Let's not go overboard here.

Curt: garage door openers are relative luxuries and the world did survive without them before but, Robert, they are hardly the worst environmental insult that most of us engage in.

I also heat with wood, albeit in a super efficient (80.6% if my memory is correct) 1993 Vermont Casting Defiant Encore wood stove.  When it is hot and I have adjusted it properly, it is extremely clean (0.6 grams of soot per hour, or so the specs tell me). 

But I know it is not always operating that well and I can sometimes smell the smoke outside.  Either way, I am not contributing to global warming so does that make the extra air pollution acceptable?  I'm not sure but I have opted to burn wood.

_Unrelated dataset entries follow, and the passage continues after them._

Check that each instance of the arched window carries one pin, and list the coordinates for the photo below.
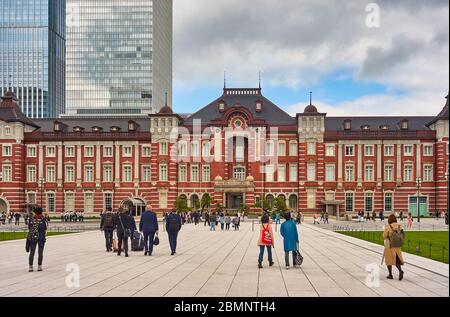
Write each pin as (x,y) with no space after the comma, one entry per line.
(293,202)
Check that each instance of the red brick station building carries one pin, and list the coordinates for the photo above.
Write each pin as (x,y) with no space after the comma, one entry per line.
(239,149)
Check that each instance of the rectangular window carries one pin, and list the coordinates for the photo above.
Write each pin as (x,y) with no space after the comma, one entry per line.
(206,177)
(368,150)
(69,202)
(408,173)
(163,173)
(127,173)
(281,173)
(281,149)
(368,172)
(31,151)
(293,149)
(428,150)
(330,150)
(368,202)
(349,173)
(349,150)
(408,150)
(146,173)
(330,173)
(293,173)
(88,202)
(51,174)
(31,174)
(311,148)
(389,173)
(7,173)
(146,151)
(70,174)
(127,151)
(107,200)
(349,198)
(70,151)
(89,173)
(388,150)
(388,202)
(311,173)
(194,173)
(183,174)
(107,173)
(50,151)
(428,173)
(107,151)
(50,202)
(88,151)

I also have a 1993 Honda VX that just passed 283K miles today and still gets its' rated MPG when I drive carefully (55 MPG highway).  My old car pollutes a bit more than a new one (a little bit of NOX especially due to lean burn technology) - but I am not consuming resources to manufacture a new car every several years.

My electricity comes from early '90's PV panels that I installed on Jan 1, 2010.  They make no pollution now but they did when they were constructed.

Does this make my impact less than the average America?  I daresay yes but I am a lot less virtuous than some people I know - who live without a car and are a lot less connected to the creature comforts of society than I am.

Robert: I don't know what your lifestyle is -  maybe you also don't own a car, all your electricity comes from renewables, you recycle, you re-purpose everything but you are certainly not perfect.  I daresay your time on the computer is burning a fair amount of electricity - and even if it were made by renewables, that electricity could be powering something else if you weren't on the computer so much.

I agree with you that the planet has hardly begun to react to the insults we have placed on it and I believe there is a lot of human suffering ahead - and that, as intelligent creatures, we had a choice if we had wanted to not have it be this way.  My own lifestyle - and I daresay yours - is not sustainable - though I (and hopefully all of us on this site) am open to the idea of improving it.

All I can think of is the quote from the Bible: "Let he who has not sinned cast the first stone."